Prediction of pathogenic mutations in human transmembrane proteins and their associated diseases via utilizing pre-trained Bio-LLMs.
Journal:
Communications biology
Published Date:
Jul 15, 2025
Abstract
Missense mutations can disrupt the structure and function of membrane proteins, potentially impairing key biological processes and leading to various human diseases. However, existing computational methods primarily focus on binary pathogenicity classification for general proteins, with limited approaches specifically designed for membrane proteins, and even fewer methods capable of fine-grained, multi-label classification for specific disease categories. To address this gap, we proposed MutDPAL, a deep learning method specifically designed to identify pathogenic mutations in membrane proteins and further classify such pathogenic mutations into potential diseases categories. MutDPAL utilizes two pre-trained biological large language models (Bio-LLMs), one for raw sequence features and the other for encoding transmembrane environment features. By employing a cross-attention-based disease-protein association learning approach in the context of membrane proteins, MutDPAL captures the intricate relationships between mutations and diseases, enabling accurate pathogenicity prediction and classification into 15 distinct disease categories.
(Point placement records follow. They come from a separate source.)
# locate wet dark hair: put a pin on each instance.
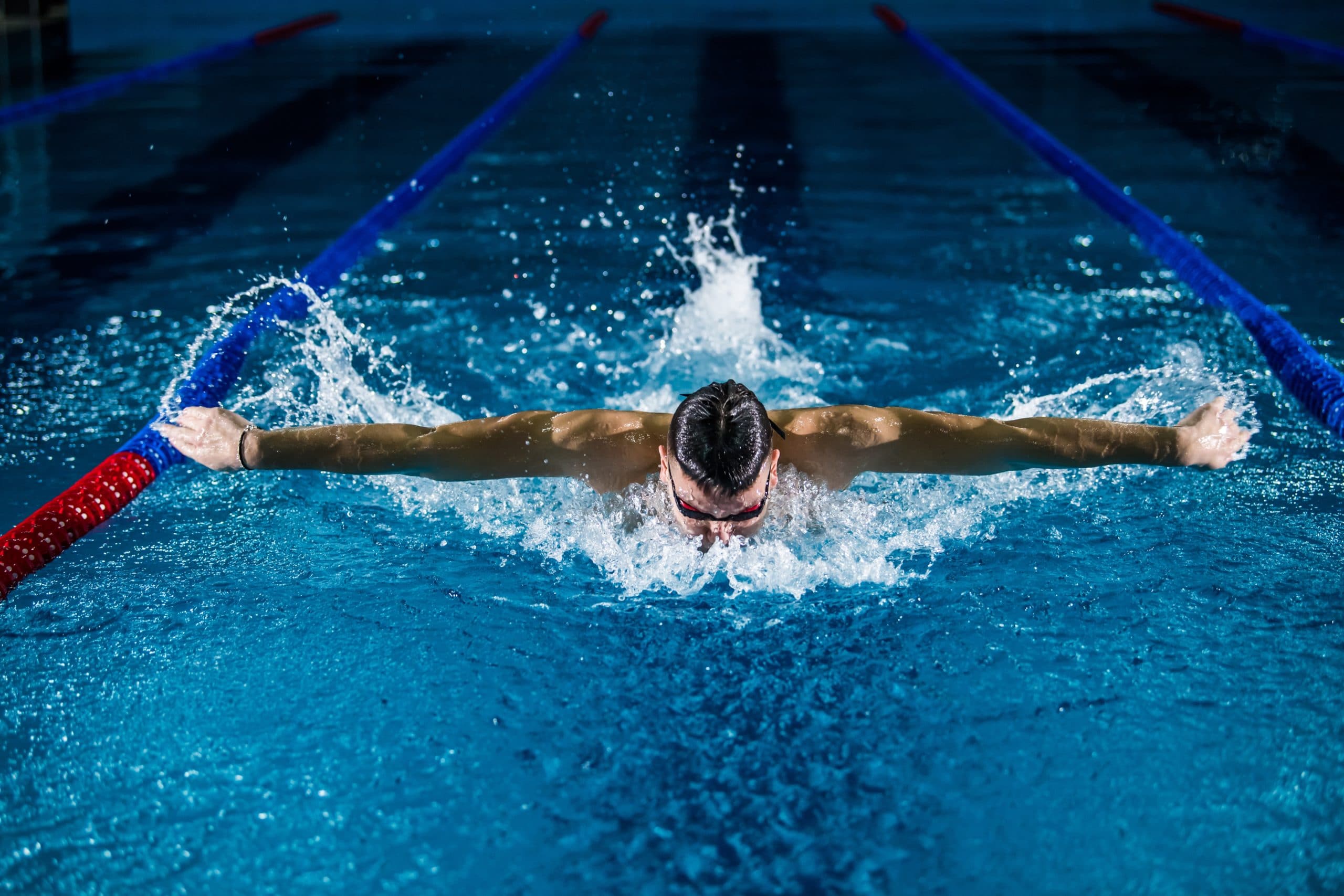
(721, 437)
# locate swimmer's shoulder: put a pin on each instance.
(579, 429)
(857, 425)
(828, 442)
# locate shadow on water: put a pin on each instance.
(741, 102)
(1241, 141)
(130, 226)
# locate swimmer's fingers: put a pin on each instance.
(1205, 412)
(207, 436)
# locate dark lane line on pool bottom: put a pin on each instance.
(128, 227)
(741, 101)
(1307, 176)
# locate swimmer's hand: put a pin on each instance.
(210, 436)
(1210, 437)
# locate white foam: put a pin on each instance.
(718, 332)
(886, 531)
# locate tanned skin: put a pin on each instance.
(613, 449)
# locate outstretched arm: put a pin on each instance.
(605, 448)
(841, 442)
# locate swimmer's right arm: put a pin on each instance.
(605, 448)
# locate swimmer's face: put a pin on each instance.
(680, 488)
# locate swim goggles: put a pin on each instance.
(692, 513)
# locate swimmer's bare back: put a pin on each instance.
(612, 449)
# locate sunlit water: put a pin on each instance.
(1046, 681)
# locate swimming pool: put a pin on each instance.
(1031, 683)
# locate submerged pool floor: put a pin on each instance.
(1038, 683)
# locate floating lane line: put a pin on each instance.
(1252, 33)
(1308, 376)
(85, 94)
(121, 477)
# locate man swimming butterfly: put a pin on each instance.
(717, 455)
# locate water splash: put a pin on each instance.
(718, 332)
(885, 531)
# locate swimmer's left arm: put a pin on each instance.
(606, 449)
(850, 440)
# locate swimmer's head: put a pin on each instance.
(719, 462)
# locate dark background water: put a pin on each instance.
(1126, 681)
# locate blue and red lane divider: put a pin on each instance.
(1308, 376)
(120, 479)
(85, 94)
(1252, 33)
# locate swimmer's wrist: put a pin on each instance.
(1180, 441)
(252, 450)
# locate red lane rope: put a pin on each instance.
(591, 26)
(1198, 16)
(889, 18)
(58, 523)
(291, 29)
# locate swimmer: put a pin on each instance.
(717, 455)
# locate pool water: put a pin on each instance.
(1042, 683)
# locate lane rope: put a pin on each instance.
(1252, 33)
(124, 476)
(1304, 373)
(94, 90)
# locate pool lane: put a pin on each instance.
(130, 226)
(741, 101)
(743, 135)
(1238, 139)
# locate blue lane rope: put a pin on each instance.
(85, 94)
(1308, 376)
(218, 368)
(1292, 44)
(1251, 33)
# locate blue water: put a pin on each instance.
(1120, 680)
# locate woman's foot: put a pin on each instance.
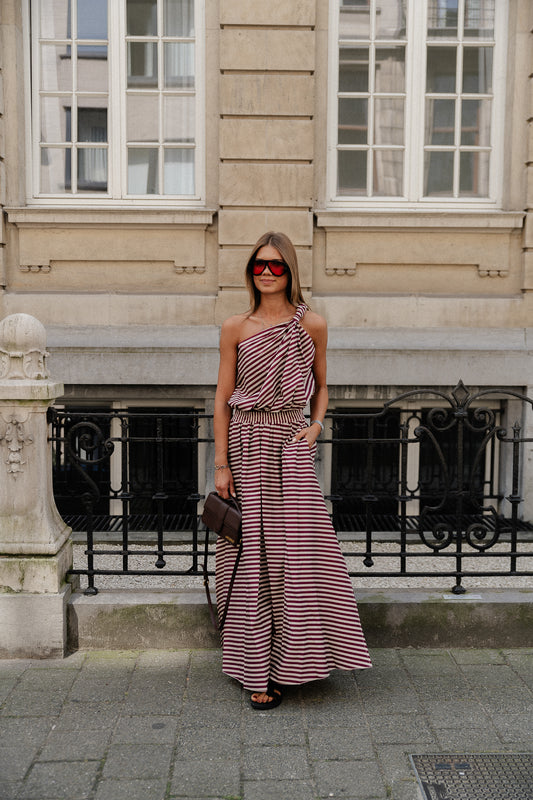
(263, 701)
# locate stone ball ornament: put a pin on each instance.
(22, 348)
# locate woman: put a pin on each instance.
(292, 617)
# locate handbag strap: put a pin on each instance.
(218, 625)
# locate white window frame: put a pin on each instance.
(415, 82)
(116, 195)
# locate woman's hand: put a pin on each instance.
(224, 483)
(310, 434)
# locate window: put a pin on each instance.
(414, 115)
(117, 101)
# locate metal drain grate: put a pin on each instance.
(486, 776)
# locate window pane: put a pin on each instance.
(388, 121)
(352, 172)
(179, 118)
(477, 69)
(440, 121)
(354, 22)
(141, 17)
(92, 169)
(92, 71)
(54, 126)
(474, 175)
(56, 69)
(353, 69)
(388, 173)
(179, 171)
(390, 19)
(142, 171)
(390, 69)
(142, 117)
(475, 123)
(92, 124)
(443, 18)
(441, 67)
(142, 64)
(179, 64)
(92, 19)
(179, 18)
(353, 120)
(55, 20)
(479, 18)
(55, 170)
(438, 174)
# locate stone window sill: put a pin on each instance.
(338, 220)
(82, 217)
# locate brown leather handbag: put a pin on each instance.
(225, 519)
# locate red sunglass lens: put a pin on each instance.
(277, 268)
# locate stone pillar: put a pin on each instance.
(35, 548)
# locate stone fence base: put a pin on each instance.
(396, 618)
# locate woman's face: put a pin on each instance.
(267, 282)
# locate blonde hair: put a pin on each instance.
(285, 248)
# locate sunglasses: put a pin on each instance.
(277, 268)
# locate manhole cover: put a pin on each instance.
(486, 776)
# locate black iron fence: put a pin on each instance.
(431, 474)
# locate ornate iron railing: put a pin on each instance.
(429, 475)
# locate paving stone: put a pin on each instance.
(214, 778)
(149, 729)
(515, 727)
(275, 729)
(475, 656)
(10, 790)
(63, 746)
(30, 703)
(358, 779)
(105, 689)
(400, 729)
(466, 740)
(456, 714)
(279, 790)
(175, 660)
(137, 761)
(223, 714)
(341, 743)
(122, 789)
(15, 762)
(275, 763)
(394, 761)
(88, 716)
(71, 780)
(198, 744)
(26, 733)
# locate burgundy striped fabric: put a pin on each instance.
(292, 615)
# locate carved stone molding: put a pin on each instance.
(180, 270)
(492, 272)
(15, 437)
(22, 348)
(35, 268)
(341, 270)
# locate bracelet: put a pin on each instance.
(320, 423)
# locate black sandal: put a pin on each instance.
(274, 691)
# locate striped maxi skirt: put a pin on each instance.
(292, 615)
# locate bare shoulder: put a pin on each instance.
(315, 325)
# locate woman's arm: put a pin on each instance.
(227, 373)
(317, 328)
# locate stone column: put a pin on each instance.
(35, 548)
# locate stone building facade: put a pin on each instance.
(145, 145)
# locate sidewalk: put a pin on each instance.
(155, 725)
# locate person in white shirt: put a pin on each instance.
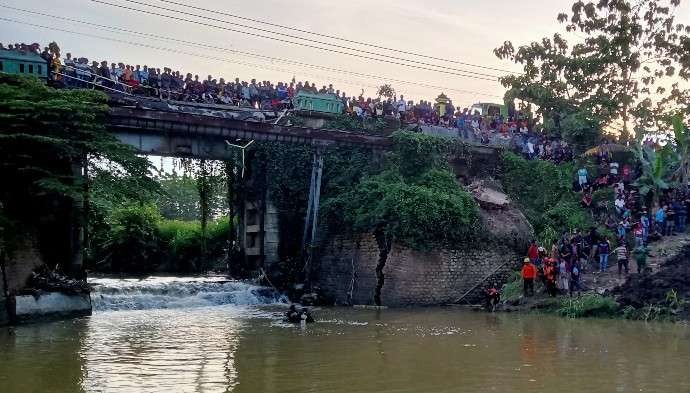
(401, 106)
(613, 169)
(620, 204)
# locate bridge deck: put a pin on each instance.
(172, 133)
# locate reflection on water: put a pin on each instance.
(245, 349)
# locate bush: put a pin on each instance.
(132, 241)
(544, 192)
(589, 305)
(181, 243)
(512, 289)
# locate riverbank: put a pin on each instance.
(659, 293)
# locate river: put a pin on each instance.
(199, 335)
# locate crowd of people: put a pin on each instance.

Experimental results demonstrate that MutDPAL outperforms existing methods in predicting membrane protein mutation pathogenicity and excels in multi-label disease classification tasks, achieving high predictive accuracy across all 15 disease categories. MutDPAL is the first to combine transmembrane environment with disease encoding features for fine-grained disease classification, offering valuable insights into the pathogenicity of missense mutations in membrane protein.